Be careful with those Christmas goodies; salmonella and other pathogens can survive for at least 6 months in cookies and crackers, according to research published in the Journal of Food Protection.
Salmonella is a bacteria that causes diarrhea, fever and abdominal cramps 12-72 hours after infection. Discovered by an American scientist, Dr. Salmon, it has been known to cause illness for over 125 years.
Salmonella infection usually passes after 4-7 days without treatment, but more serious cases can occur, involving severe diarrhea, a spread of infection from the intestines to the blood stream, and then to other body sites and sometimes death.
In severe cases, hospitalization and prompt treatment with antibiotics are needed to bring the infection under control.
The elderly, infants and those with impaired immune systems are more likely to be severely affected.

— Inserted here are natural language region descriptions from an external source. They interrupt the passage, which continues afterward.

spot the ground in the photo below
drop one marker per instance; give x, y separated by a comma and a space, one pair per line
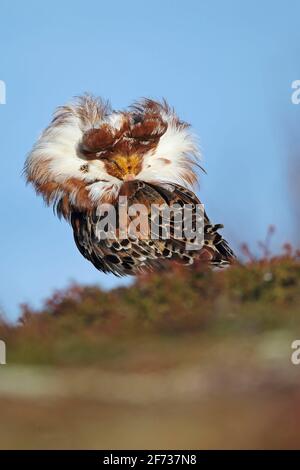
184, 359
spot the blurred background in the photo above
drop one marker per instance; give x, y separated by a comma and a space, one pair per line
226, 67
180, 360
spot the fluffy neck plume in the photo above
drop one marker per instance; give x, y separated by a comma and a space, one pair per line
74, 163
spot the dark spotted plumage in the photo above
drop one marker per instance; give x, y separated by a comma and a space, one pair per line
133, 255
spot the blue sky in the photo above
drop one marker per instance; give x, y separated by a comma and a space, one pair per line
227, 67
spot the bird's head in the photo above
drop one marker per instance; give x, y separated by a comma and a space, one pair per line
89, 152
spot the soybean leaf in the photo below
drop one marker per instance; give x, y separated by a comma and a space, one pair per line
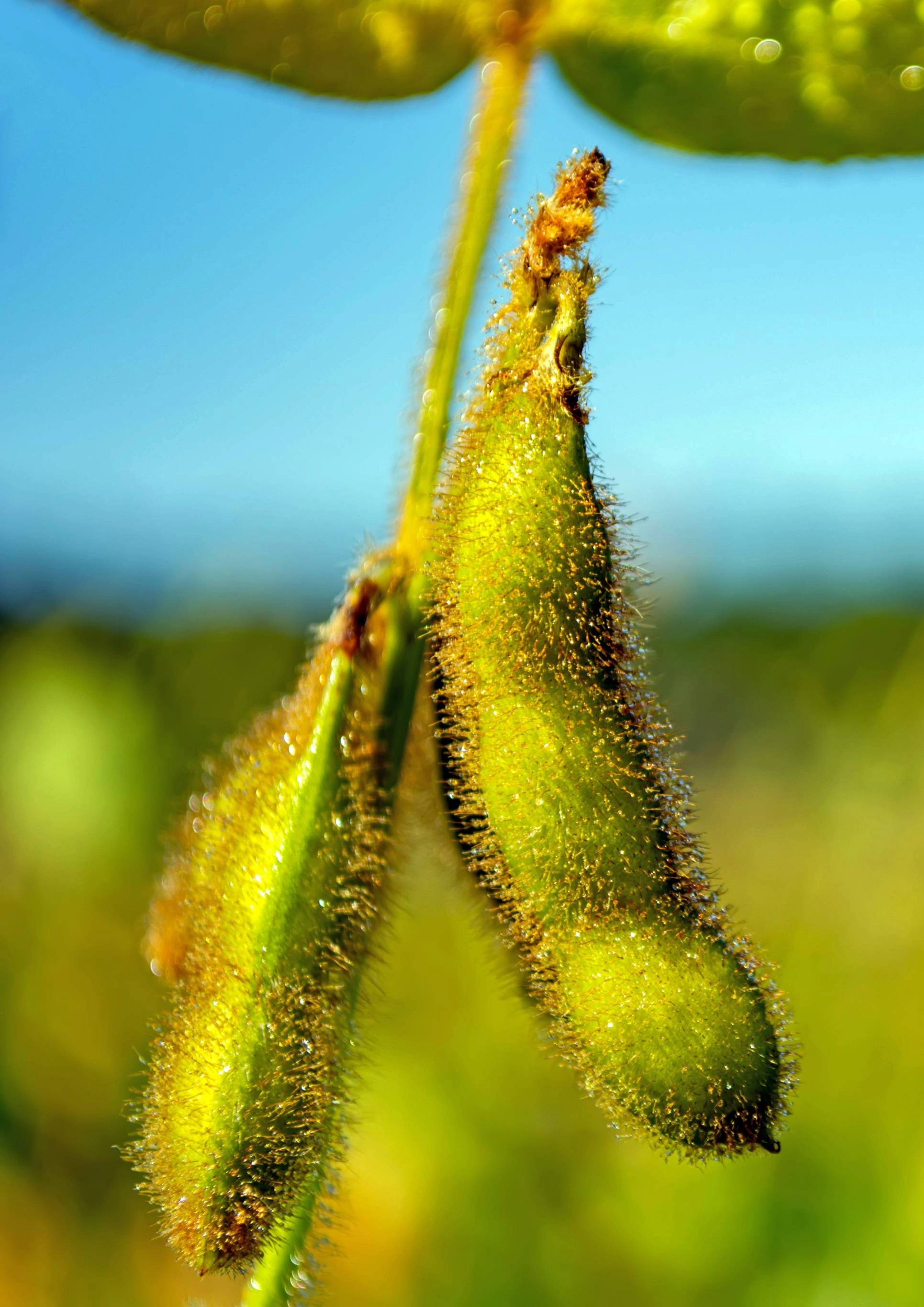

Common sources of salmonella include food and water contaminated with small amounts of animal feces. Foods of animal origin, such as beef, poultry, milk, fish or eggs are most prone to contamination; but any food, including vegetables, fruits and processed foods can carry the bacteria.
- Salmonella is estimated to cause 1 million cases of foodborne disease a year in the US
- 19,000 hospitalizations occur due to salmonella each year
- 380 Americans die each year from salmonella poisoning.
Contamination can occur in stores or in the kitchen, when drippings from raw meat or poultry contaminate surfaces and other foods in the refrigerator or in a shopping cart.
Using a cutting board and knife to prepare raw meat or poultry without washing them thoroughly between uses increases the risk. Contaminated foods usually look and smell normal.
Researchers at the University of Georgia (UGA) were prompted to investigate salmonella in low-water-activity – or dry – foods because of an increased number of outbreaks of foodborne diseases.
Larry Beuchat, of the UGA College of Agricultural and Environmental Sciences, led a study to see how long bacteria that cause foodborne illness can survive in certain foods.
It was not expected that salmonella would grow in foods with a very dry environment.
Researchers used five different serotypes of salmonella that had been isolated from foods with very low moisture content, specifically cookie and cracker sandwiches that had been involved in previous foodborne outbreaks.
The investigators put the salmonella into four types of fillings found in cookies or crackers and placed them into storage.
They used cheese and peanut butter fillings for the cracker sandwiches and chocolate and vanilla fillings for the cookie sandwiches, to make the kind of product that is found in grocery stores or vending machines.
After storing, the scientists determined how long salmonella was able to survive in each filling.
The salmonella survived longer in some fillings than in others. The pathogen survived better in the cookie sandwiches than in the crackers, and in some cases, it survived for at least 6 months.
Beuchat and study co-author David Mann were surprised to find that the salmonella survived in the cookie environment and that it survived for so long.
The study adds to a growing body of evidence that salmonella and other foodborne pathogens can survive for unusual lengths of time in dry foods, say the researchers.
As a result of the findings, researchers are considering new measures for preventing contamination and outbreaks.
“The next steps would be to test all ingredients that are used in these foods.”
He suggests that if there is a possibility of foodborne pathogens being present in specific ingredients, the use of those ingredients should be stopped. Measures should also be taken to ensure that contamination does not occur during manufacture.
Medical News Today recently reported that foodborne diseases kill 125,000 children a year worldwide.